とても率直に話しをされる方で、嬉しかったことも苦しかったことも、かなりリアルに伝わってきました。色んな学校開設問題が取り沙汰される昨今ですが、新しい学びの場を作ることは、こんなにも迷い・悩み・そして素晴らしく意味のあることなのだ、と実感できました。
思えば、創設者の津田梅子も、ずっと迷い、資金の悩みを抱え、自分の人生をかけてこの学校を作りました。昔も今も、人を育てる場所を造るって、そういうことなんですね。
講演があったのは、広瀬ホールという最も広い会場でした。今回キャンパスとして準備された千駄ヶ谷の建物は、もともと津田スクールオブビジネスという英語の学校があった場所で、同窓会の資産でしたが、この礎を築いたのが、広瀬さんなのだそうです。在校生も卒業生も利用する場所で、私も在学時、英会話のクラスに通っていました。この同窓会の資産を寄贈する形で、新しい学部が新設されたとのことです。

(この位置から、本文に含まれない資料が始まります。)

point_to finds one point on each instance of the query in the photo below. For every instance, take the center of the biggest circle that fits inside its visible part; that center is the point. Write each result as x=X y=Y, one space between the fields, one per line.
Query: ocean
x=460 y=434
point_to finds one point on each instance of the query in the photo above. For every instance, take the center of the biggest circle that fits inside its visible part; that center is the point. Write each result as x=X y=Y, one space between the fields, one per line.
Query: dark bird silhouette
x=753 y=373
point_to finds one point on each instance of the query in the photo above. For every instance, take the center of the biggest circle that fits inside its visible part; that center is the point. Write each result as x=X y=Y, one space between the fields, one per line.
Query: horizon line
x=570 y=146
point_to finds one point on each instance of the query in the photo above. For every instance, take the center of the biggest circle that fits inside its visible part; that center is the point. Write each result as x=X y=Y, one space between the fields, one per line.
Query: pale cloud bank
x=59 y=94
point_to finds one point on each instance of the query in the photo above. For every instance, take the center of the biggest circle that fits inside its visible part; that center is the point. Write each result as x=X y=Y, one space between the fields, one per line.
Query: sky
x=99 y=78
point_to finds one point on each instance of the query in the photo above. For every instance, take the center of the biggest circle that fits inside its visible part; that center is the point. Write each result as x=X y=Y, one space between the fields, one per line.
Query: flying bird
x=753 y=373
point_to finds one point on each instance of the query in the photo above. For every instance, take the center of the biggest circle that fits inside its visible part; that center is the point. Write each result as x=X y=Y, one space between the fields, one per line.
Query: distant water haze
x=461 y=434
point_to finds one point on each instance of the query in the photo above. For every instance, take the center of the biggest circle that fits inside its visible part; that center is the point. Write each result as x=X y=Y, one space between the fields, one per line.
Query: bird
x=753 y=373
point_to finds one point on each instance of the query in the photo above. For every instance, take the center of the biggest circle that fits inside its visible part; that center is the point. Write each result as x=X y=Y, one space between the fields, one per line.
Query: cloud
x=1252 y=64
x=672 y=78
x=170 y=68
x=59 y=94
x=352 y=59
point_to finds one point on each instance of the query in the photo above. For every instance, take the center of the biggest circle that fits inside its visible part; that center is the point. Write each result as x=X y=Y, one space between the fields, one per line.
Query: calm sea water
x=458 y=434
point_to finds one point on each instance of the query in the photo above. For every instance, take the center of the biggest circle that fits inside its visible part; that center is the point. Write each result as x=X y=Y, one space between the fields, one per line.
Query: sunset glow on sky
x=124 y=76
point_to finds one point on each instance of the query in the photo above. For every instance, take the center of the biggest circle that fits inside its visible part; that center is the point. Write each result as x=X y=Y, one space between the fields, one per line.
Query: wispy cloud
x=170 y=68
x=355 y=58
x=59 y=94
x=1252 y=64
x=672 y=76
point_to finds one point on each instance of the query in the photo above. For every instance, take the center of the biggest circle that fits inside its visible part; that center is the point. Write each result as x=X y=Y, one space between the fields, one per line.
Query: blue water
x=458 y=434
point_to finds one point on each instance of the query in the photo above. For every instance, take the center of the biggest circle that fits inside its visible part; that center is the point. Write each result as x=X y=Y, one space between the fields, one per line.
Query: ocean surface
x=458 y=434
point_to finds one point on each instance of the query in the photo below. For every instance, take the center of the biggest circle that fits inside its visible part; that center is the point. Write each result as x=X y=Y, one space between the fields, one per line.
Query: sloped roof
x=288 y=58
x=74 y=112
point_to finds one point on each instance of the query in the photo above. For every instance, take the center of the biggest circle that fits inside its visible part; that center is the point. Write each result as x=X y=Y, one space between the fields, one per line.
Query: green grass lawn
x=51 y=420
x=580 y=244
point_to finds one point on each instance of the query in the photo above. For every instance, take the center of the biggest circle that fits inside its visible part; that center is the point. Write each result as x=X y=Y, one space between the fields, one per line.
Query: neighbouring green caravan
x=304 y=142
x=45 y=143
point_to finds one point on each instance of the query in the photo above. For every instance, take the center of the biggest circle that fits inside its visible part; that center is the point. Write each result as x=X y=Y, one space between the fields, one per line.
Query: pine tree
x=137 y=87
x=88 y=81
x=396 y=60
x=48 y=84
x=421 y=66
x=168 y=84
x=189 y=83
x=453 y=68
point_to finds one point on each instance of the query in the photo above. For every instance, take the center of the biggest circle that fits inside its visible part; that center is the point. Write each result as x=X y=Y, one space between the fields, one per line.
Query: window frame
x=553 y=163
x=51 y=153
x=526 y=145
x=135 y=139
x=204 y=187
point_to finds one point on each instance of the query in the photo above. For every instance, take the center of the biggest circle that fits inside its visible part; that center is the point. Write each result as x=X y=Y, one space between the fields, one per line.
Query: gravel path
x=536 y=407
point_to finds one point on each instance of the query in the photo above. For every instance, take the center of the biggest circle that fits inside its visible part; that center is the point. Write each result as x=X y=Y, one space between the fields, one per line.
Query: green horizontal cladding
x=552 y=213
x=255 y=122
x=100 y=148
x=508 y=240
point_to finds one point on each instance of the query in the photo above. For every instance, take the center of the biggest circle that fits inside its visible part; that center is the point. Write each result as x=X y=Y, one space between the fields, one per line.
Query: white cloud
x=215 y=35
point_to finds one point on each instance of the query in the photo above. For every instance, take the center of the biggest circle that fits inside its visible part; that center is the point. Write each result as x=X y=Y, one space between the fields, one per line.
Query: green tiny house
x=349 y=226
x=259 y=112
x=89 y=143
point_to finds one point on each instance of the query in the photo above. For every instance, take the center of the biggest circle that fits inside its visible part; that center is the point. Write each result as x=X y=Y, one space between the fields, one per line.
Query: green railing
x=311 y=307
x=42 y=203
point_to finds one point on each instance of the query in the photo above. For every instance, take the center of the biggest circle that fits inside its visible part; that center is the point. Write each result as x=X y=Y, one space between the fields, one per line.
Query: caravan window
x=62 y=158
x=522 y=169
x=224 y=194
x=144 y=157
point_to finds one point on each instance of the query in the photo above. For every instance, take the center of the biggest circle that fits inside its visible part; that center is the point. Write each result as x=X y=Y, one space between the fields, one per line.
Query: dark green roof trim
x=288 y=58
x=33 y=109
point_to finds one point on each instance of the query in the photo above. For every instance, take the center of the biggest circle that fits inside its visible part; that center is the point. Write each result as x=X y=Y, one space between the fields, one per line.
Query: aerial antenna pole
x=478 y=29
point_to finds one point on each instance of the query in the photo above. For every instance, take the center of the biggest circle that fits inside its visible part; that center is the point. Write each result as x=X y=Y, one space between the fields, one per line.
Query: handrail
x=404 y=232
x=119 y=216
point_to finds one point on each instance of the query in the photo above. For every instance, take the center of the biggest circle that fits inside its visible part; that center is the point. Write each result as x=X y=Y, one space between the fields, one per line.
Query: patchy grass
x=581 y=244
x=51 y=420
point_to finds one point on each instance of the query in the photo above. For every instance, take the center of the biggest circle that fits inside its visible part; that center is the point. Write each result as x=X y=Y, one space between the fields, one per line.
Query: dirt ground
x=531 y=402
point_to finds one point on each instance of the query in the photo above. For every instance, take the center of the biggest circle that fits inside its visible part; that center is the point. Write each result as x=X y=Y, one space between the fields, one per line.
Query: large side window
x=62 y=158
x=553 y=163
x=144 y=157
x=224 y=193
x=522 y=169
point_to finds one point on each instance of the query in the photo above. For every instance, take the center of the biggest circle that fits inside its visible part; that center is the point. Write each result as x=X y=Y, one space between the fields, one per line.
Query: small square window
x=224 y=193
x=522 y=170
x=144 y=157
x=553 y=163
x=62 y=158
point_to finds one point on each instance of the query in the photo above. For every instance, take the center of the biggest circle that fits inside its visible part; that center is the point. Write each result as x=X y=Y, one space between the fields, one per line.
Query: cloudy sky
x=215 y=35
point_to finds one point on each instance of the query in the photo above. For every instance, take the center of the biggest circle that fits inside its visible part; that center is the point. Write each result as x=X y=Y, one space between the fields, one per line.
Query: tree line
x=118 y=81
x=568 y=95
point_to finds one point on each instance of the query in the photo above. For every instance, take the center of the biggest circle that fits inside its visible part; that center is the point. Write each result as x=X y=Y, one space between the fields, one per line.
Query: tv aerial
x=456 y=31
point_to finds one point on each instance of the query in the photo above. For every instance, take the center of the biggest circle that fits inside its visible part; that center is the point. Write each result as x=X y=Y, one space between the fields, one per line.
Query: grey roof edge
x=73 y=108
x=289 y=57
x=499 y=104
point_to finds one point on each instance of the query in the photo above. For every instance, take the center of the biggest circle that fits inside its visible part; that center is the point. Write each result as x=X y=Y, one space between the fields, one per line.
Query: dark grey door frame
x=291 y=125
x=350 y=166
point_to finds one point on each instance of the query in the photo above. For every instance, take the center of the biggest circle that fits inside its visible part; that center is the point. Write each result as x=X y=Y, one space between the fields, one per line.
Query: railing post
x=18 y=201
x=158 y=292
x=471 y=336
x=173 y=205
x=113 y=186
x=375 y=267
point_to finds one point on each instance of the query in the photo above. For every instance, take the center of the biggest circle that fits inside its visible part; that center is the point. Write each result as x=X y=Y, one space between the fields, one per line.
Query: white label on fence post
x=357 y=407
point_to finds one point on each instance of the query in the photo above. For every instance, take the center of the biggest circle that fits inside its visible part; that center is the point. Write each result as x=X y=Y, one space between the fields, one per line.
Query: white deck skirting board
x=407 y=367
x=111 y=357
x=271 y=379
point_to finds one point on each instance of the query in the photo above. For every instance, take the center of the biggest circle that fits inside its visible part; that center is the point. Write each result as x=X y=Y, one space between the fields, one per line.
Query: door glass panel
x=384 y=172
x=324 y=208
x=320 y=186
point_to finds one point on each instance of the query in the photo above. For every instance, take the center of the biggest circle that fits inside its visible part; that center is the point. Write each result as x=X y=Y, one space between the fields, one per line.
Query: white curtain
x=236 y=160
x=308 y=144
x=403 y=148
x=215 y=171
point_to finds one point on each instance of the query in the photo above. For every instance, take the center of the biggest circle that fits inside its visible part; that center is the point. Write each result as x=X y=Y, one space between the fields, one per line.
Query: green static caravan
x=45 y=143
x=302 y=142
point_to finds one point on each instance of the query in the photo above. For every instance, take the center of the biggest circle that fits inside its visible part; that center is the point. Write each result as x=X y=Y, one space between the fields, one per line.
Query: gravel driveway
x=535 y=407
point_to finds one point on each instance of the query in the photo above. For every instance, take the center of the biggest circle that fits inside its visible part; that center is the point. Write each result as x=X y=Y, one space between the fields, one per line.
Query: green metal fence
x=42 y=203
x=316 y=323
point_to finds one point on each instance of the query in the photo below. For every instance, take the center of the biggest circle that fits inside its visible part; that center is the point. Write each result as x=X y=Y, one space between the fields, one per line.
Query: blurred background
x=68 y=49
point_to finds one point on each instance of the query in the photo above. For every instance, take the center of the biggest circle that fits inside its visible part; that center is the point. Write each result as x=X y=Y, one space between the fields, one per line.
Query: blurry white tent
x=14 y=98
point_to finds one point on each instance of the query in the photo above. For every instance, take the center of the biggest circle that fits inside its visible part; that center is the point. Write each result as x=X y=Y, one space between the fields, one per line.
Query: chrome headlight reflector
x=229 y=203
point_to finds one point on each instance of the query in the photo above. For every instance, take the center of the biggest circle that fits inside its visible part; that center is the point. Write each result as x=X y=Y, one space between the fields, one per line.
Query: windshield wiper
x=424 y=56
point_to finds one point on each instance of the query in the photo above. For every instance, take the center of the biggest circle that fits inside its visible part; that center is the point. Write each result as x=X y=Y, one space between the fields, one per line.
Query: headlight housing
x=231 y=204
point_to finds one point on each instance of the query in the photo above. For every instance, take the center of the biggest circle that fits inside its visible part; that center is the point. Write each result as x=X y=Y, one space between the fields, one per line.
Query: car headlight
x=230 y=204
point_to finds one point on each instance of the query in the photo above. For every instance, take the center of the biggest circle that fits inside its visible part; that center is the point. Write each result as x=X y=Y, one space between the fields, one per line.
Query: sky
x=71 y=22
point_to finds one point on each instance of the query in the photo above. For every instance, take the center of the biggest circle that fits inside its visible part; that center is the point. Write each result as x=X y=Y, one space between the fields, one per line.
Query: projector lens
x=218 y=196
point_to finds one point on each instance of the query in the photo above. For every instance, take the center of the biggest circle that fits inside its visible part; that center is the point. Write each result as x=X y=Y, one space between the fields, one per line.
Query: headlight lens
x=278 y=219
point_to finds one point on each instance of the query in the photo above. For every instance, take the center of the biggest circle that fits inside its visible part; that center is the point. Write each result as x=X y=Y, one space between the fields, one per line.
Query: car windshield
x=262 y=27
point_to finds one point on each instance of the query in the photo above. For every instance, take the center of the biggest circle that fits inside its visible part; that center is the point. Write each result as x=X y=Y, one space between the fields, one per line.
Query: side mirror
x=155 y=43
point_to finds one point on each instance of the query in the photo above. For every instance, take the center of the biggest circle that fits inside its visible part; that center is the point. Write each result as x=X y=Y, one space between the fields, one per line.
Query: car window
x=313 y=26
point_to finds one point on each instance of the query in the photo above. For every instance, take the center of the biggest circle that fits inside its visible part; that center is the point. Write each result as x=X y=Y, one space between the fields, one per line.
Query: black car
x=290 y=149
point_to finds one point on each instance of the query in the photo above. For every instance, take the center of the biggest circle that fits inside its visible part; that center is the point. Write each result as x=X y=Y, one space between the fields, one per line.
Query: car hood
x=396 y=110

私の前の席に座っておられたのは、90歳近い大先輩でした。以前の津田ホールに、定期的に通っておられたとのことで、今後この校舎を、どう卒業生に開放するのか、どんな学びの機会があるのか、とのご質問でした。こうやって、一生学び続ける先輩の背中に、そして、母校が挑戦し続ける姿に、元気づけられた日でした。